将来(読み)ショウライ

デジタル大辞泉「将来」の解説

しょう‐らい〔シヤウ‐〕【将来】

[名](スル)
《将(まさ)に来(きた)らんとする時の意》これから先。未来。前途。副詞的にも用いる。「将来の日本」「将来を期待する」「将来のある若者」「将来医者になりたい」
引き連れてくること。特に、外国など他の土地から持ってくること。「中国から将来した書物」
ある状態や結果を招くこと。招来。「物価の値上がりを将来する」
[アクセント]1ショーライ、23はショーライ
[用法]将来・未来――「将来(未来)への夢」「明るい将来(未来)」のように、現在よりあとのことについていう場合には共通して用いられる。◇「私は将来、弁護士になりたい」に「未来」は使わない。また、「二〇〇年後の未来を空想する」に「将来」は使いにくい。10年後ぐらいならば「将来」と言うほうが普通。「未来」は「将来」よりも非現実的な遠い先という感じが強い。◇「近い将来」とは言うが、「近い未来」とはあまり言わない。「近未来」は新造語。◇類似の語に「今後」がある。「今後」は先のことを言うより、「今後の課題」「今後気をつけます」のように「今から」という意である。「今後しっかり勉強して大学に入りたい」の「今後」は大学に入ることでなく、勉強することにかかっている。

出典 小学館デジタル大辞泉について 情報 | 凡例

精選版 日本国語大辞典「将来」の解説

しょう‐らい シャウ‥【将来】

〘名〙
① (━する) もって来ること。新しいもの、未知のものなどをもたらすこと。
※続日本紀‐文武四年(700)三月己未「此院多有経論、書迹楷好、並不錯誤。
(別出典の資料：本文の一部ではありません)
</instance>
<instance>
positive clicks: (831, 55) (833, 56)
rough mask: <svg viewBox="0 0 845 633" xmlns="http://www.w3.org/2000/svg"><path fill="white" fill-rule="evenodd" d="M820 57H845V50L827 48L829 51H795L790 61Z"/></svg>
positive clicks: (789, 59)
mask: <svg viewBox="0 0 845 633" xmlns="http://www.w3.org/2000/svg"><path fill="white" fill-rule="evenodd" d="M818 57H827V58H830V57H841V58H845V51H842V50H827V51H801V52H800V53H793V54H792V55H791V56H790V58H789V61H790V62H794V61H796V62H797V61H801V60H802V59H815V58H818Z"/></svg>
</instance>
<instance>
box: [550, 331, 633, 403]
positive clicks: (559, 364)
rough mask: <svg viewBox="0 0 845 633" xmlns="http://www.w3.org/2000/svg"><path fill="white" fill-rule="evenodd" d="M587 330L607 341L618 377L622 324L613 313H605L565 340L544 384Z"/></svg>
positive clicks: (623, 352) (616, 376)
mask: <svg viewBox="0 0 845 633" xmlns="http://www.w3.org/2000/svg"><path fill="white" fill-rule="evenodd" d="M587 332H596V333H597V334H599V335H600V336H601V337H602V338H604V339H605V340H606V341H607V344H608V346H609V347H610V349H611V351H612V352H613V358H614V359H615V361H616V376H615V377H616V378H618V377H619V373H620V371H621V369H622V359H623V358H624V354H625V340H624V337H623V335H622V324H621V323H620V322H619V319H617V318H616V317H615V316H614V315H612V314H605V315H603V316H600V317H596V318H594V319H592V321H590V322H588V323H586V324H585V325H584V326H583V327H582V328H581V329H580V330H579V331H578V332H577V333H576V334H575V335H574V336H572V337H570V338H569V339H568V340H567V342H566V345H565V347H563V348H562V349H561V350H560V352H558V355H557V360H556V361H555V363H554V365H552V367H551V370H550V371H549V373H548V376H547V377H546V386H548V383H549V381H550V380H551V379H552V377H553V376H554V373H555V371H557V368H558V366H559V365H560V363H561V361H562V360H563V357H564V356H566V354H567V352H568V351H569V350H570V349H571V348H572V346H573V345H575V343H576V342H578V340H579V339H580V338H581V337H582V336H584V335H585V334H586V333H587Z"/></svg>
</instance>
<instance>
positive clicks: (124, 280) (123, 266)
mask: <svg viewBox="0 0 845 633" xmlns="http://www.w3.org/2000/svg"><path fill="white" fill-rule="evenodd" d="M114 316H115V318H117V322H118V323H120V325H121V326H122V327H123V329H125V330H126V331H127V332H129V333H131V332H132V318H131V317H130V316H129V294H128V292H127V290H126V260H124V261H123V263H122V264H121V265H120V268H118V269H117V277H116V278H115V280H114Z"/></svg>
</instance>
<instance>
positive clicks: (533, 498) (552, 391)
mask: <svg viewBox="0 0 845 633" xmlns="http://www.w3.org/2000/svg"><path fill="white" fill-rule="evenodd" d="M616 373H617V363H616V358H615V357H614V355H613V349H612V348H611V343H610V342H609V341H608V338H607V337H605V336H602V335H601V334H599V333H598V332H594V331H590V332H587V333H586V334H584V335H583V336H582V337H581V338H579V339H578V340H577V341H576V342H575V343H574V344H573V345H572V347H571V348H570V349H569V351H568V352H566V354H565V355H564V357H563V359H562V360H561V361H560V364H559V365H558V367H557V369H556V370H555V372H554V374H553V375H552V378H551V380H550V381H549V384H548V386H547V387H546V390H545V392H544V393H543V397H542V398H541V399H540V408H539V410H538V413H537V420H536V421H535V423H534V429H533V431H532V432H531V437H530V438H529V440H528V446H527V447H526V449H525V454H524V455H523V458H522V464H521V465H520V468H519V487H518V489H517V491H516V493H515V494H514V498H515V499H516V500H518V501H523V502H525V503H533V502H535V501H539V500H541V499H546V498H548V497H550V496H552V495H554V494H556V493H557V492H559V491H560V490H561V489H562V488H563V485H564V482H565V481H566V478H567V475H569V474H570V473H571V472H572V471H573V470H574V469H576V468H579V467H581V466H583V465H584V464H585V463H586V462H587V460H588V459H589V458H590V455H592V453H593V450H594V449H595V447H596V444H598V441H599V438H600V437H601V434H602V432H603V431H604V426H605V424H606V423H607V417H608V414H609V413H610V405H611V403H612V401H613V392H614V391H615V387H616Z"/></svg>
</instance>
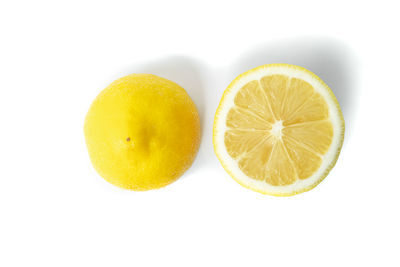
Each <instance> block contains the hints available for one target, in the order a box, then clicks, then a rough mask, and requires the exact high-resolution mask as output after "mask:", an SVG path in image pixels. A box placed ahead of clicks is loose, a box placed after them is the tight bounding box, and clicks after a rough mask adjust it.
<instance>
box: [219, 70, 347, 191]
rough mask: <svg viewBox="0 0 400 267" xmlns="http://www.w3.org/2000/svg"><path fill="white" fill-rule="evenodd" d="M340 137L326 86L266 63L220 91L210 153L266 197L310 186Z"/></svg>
mask: <svg viewBox="0 0 400 267" xmlns="http://www.w3.org/2000/svg"><path fill="white" fill-rule="evenodd" d="M343 136H344V121H343V116H342V114H341V111H340V107H339V104H338V103H337V100H336V98H335V96H334V95H333V93H332V91H331V90H330V89H329V87H328V86H327V85H326V84H325V83H324V82H323V81H322V80H321V79H319V78H318V77H317V76H316V75H315V74H313V73H311V72H309V71H307V70H306V69H304V68H301V67H298V66H293V65H287V64H271V65H265V66H261V67H258V68H256V69H253V70H250V71H248V72H246V73H244V74H242V75H240V76H239V77H238V78H236V79H235V80H234V81H233V82H232V83H231V84H230V85H229V87H228V88H227V89H226V90H225V92H224V95H223V97H222V100H221V102H220V105H219V107H218V109H217V112H216V115H215V120H214V133H213V141H214V149H215V152H216V155H217V157H218V158H219V160H220V162H221V163H222V165H223V167H224V168H225V169H226V170H227V172H228V173H229V174H230V175H231V176H232V177H233V178H234V179H235V180H236V181H238V182H239V183H240V184H242V185H244V186H245V187H248V188H250V189H252V190H255V191H258V192H261V193H265V194H271V195H278V196H284V195H293V194H297V193H301V192H304V191H307V190H310V189H311V188H313V187H314V186H316V185H317V184H318V183H319V182H320V181H321V180H322V179H323V178H324V177H325V176H326V175H327V174H328V172H329V170H330V169H331V168H332V167H333V165H334V164H335V162H336V160H337V157H338V155H339V152H340V149H341V146H342V142H343Z"/></svg>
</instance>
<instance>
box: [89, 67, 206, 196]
mask: <svg viewBox="0 0 400 267" xmlns="http://www.w3.org/2000/svg"><path fill="white" fill-rule="evenodd" d="M84 133H85V138H86V144H87V148H88V151H89V156H90V159H91V161H92V163H93V166H94V168H95V169H96V170H97V172H98V173H99V174H100V175H101V176H102V177H103V178H104V179H105V180H107V181H108V182H110V183H112V184H114V185H117V186H119V187H122V188H126V189H132V190H149V189H156V188H160V187H163V186H166V185H168V184H170V183H172V182H173V181H175V180H176V179H178V178H179V177H180V176H181V175H182V174H183V173H184V172H185V171H186V170H187V169H188V168H189V167H190V166H191V164H192V162H193V160H194V158H195V156H196V153H197V151H198V148H199V144H200V121H199V115H198V112H197V109H196V106H195V104H194V103H193V101H192V99H191V98H190V97H189V95H188V94H187V93H186V91H185V90H184V89H183V88H182V87H180V86H179V85H178V84H176V83H174V82H172V81H169V80H167V79H164V78H161V77H158V76H155V75H150V74H132V75H128V76H126V77H123V78H121V79H119V80H116V81H115V82H113V83H112V84H111V85H109V86H108V87H107V88H106V89H104V90H103V91H102V92H101V93H100V94H99V95H98V96H97V98H96V99H95V100H94V102H93V104H92V105H91V107H90V109H89V112H88V113H87V116H86V120H85V126H84Z"/></svg>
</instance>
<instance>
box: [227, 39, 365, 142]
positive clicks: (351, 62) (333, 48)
mask: <svg viewBox="0 0 400 267" xmlns="http://www.w3.org/2000/svg"><path fill="white" fill-rule="evenodd" d="M269 63H288V64H293V65H299V66H302V67H305V68H306V69H308V70H310V71H312V72H314V73H315V74H317V75H318V76H319V77H320V78H321V79H322V80H324V81H325V83H327V84H328V85H329V87H330V88H331V89H332V91H333V92H334V94H335V96H336V98H337V99H338V101H339V104H340V107H341V109H342V112H343V116H344V119H345V123H346V133H345V135H346V138H345V143H346V142H347V140H348V138H349V136H350V135H351V133H352V130H353V128H354V127H353V123H354V115H355V112H356V103H357V99H356V98H357V94H358V92H357V87H356V79H357V77H358V74H357V67H356V65H357V64H356V58H355V56H354V53H352V50H351V48H350V47H348V46H346V45H345V44H344V43H342V42H340V41H338V40H336V39H331V38H324V37H302V38H292V39H282V40H280V41H277V42H269V43H266V44H263V45H258V46H256V47H254V48H252V49H251V50H249V52H247V53H245V54H243V55H241V57H240V58H239V60H238V61H237V62H236V63H235V64H233V66H232V67H233V69H232V79H233V78H234V77H236V76H237V75H239V74H240V73H243V72H245V71H247V70H249V69H252V68H255V67H258V66H260V65H264V64H269Z"/></svg>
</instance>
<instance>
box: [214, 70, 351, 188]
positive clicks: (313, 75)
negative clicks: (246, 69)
mask: <svg viewBox="0 0 400 267" xmlns="http://www.w3.org/2000/svg"><path fill="white" fill-rule="evenodd" d="M273 68H275V69H276V68H278V69H279V68H281V69H285V70H287V71H288V72H289V71H290V70H292V71H293V70H295V71H296V72H300V73H302V74H304V75H305V76H308V78H309V79H310V80H313V81H314V85H316V84H317V85H318V86H317V87H318V88H317V89H318V90H323V92H324V93H325V94H328V95H329V97H328V98H326V97H325V99H326V100H327V102H328V104H329V106H330V112H331V114H333V113H336V119H337V120H336V122H335V123H334V132H335V134H336V139H337V140H336V146H335V147H336V149H335V150H332V151H330V152H331V156H330V158H328V159H327V161H329V162H328V165H326V166H325V167H324V169H323V171H322V172H320V174H319V175H318V177H316V178H314V181H313V182H312V183H311V184H309V185H307V186H304V187H299V188H295V189H294V190H291V191H280V190H279V188H284V187H287V186H275V187H274V186H270V187H272V188H275V190H266V189H265V188H264V189H263V188H260V187H257V186H254V184H253V185H251V184H249V183H246V182H244V181H243V180H242V179H240V178H238V176H237V175H235V174H234V173H233V171H231V169H232V168H230V167H229V166H228V164H227V163H226V161H225V160H224V157H223V156H222V155H221V153H220V149H219V146H218V144H217V143H218V141H217V138H218V136H217V135H218V127H219V126H220V124H219V123H221V122H220V121H219V119H220V115H221V111H222V109H223V108H224V104H225V102H226V99H227V96H228V95H230V94H231V93H232V90H233V88H234V87H235V86H236V85H237V84H238V83H239V82H242V83H245V82H248V81H250V80H251V79H247V80H246V78H247V77H249V76H251V75H253V74H254V73H257V72H260V70H266V69H273ZM261 74H262V73H261ZM282 74H288V73H282ZM288 75H290V73H289V74H288ZM331 108H333V109H334V110H331ZM222 122H224V121H222ZM344 131H345V123H344V119H343V114H342V112H341V109H340V105H339V103H338V101H337V99H336V97H335V95H334V93H333V92H332V90H331V89H330V88H329V86H328V85H327V84H326V83H325V82H324V81H322V80H321V79H320V78H319V77H318V76H317V75H315V74H314V73H313V72H311V71H309V70H307V69H305V68H303V67H300V66H296V65H290V64H284V63H282V64H267V65H262V66H259V67H257V68H254V69H251V70H249V71H246V72H244V73H242V74H240V75H239V76H238V77H237V78H236V79H234V80H233V81H232V82H231V83H230V84H229V86H228V87H227V89H226V90H225V91H224V93H223V96H222V98H221V101H220V103H219V105H218V108H217V111H216V113H215V117H214V125H213V146H214V152H215V154H216V156H217V158H218V159H219V161H220V162H221V165H222V167H223V168H224V169H225V171H226V172H227V173H228V174H229V175H230V176H231V177H232V178H233V179H234V180H235V181H236V182H238V183H239V184H240V185H242V186H243V187H245V188H248V189H251V190H253V191H256V192H259V193H262V194H267V195H272V196H292V195H296V194H300V193H303V192H306V191H309V190H311V189H313V188H315V187H316V186H317V185H318V184H320V183H321V182H322V181H323V180H324V179H325V178H326V176H327V175H328V174H329V172H330V171H331V170H332V168H333V167H334V166H335V164H336V162H337V160H338V158H339V154H340V151H341V148H342V146H343V139H344ZM222 146H223V147H224V145H222ZM331 146H332V145H331ZM225 156H226V155H225ZM322 167H323V164H321V167H320V168H322ZM317 172H318V171H317ZM317 172H316V173H317ZM248 179H251V178H248ZM306 180H307V179H306ZM264 183H265V182H264ZM265 184H266V183H265Z"/></svg>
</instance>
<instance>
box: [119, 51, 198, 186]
mask: <svg viewBox="0 0 400 267" xmlns="http://www.w3.org/2000/svg"><path fill="white" fill-rule="evenodd" d="M201 70H202V66H201V64H200V63H199V62H197V61H196V60H194V59H192V58H188V57H183V56H169V57H165V58H161V59H157V60H153V61H149V62H146V63H138V64H135V65H133V66H129V67H128V68H126V69H125V70H123V71H122V72H121V73H120V74H118V76H119V77H121V76H125V75H128V74H132V73H147V74H155V75H157V76H160V77H163V78H166V79H168V80H171V81H173V82H175V83H177V84H179V85H180V86H182V87H183V88H184V89H185V90H186V92H187V93H188V94H189V95H190V97H191V98H192V100H193V102H194V103H195V104H196V107H197V110H198V112H199V116H200V127H201V136H202V139H203V136H204V114H205V111H206V107H205V95H204V88H203V83H202V80H203V79H202V74H201ZM202 150H203V149H202V144H201V143H200V149H199V152H198V154H197V157H196V159H195V161H194V162H193V165H192V166H191V167H190V169H189V170H188V171H187V172H186V173H185V174H184V175H183V176H182V178H184V177H185V176H187V174H188V173H191V172H192V171H196V169H197V168H199V166H200V165H202V162H203V160H202V158H203V157H204V155H203V154H204V153H202Z"/></svg>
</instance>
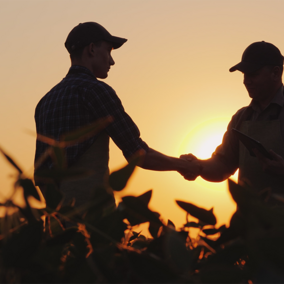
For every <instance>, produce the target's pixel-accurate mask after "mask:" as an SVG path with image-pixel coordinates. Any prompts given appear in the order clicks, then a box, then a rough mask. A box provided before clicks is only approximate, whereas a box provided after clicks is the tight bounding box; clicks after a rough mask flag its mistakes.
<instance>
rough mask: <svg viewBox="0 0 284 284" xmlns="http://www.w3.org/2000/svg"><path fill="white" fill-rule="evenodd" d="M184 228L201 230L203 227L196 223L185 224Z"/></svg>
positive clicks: (202, 224) (194, 222)
mask: <svg viewBox="0 0 284 284" xmlns="http://www.w3.org/2000/svg"><path fill="white" fill-rule="evenodd" d="M184 227H186V228H190V227H191V228H202V227H203V224H200V223H196V222H187V223H186V224H185V225H184Z"/></svg>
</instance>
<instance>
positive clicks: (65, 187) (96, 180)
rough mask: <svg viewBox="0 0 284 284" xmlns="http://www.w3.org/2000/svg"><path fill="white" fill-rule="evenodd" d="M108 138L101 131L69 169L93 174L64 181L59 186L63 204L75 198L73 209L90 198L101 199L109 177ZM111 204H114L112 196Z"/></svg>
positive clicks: (102, 196) (70, 166)
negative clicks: (108, 167)
mask: <svg viewBox="0 0 284 284" xmlns="http://www.w3.org/2000/svg"><path fill="white" fill-rule="evenodd" d="M108 161H109V136H108V135H107V134H106V133H105V132H104V131H103V132H101V134H100V135H99V136H98V138H97V139H96V141H95V142H94V143H93V145H92V146H91V147H90V148H89V149H88V150H87V151H86V152H85V153H84V154H82V156H81V157H80V158H79V160H78V161H77V162H75V163H74V164H73V165H72V166H70V169H86V170H92V171H94V173H93V174H92V175H90V176H87V177H80V178H78V179H75V180H65V181H62V182H61V184H60V191H61V192H62V193H63V194H64V197H65V198H64V203H65V204H66V203H68V202H70V201H71V200H72V198H75V200H76V202H75V207H78V206H81V205H82V204H85V203H86V202H88V201H90V198H94V197H98V198H103V197H104V196H107V195H108V194H109V193H107V191H106V186H107V184H108V176H109V168H108ZM111 197H112V202H113V204H115V201H114V197H113V194H111Z"/></svg>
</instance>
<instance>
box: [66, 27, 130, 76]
mask: <svg viewBox="0 0 284 284" xmlns="http://www.w3.org/2000/svg"><path fill="white" fill-rule="evenodd" d="M126 41H127V39H125V38H120V37H116V36H112V35H111V34H110V33H109V32H108V31H107V30H106V29H105V28H104V27H103V26H101V25H99V24H98V23H95V22H86V23H81V24H79V25H78V26H76V27H75V28H73V29H72V30H71V32H70V33H69V35H68V36H67V39H66V42H65V47H66V49H67V50H68V52H69V53H70V57H71V61H72V65H82V66H85V67H87V68H88V69H90V70H91V71H92V72H93V74H94V75H95V76H96V77H97V78H102V79H103V78H106V77H107V73H108V71H109V69H110V66H111V65H113V64H114V61H113V59H112V57H111V54H110V53H111V50H112V49H116V48H119V47H121V46H122V45H123V44H124V43H125V42H126Z"/></svg>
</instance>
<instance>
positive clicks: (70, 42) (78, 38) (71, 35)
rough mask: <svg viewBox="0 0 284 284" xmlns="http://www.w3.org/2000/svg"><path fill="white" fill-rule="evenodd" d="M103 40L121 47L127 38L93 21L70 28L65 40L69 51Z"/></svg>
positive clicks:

皆和上之所将来者也」
※史記抄(1477)一〇「呉時の経教を倭国へ将来する者は呉音に読ぞ」
② (━する) ひきしたがえること。つれてくること。
※中右記‐永久二年(1114)正月五日「明兼所将来竊盗一人」
③ (━する) ある結果を招くこと。ひきおこすこと。
※雲のゆき来(1965)〈中村真一郎〉三「十八世紀の詩は〈略〉千篇一律の唐詩の模倣を将来して」 〔春秋左伝‐昭公三年〕
④ (「将(まさ)に来たらんとする時」の意) これから先。未来。ゆくさき。前途。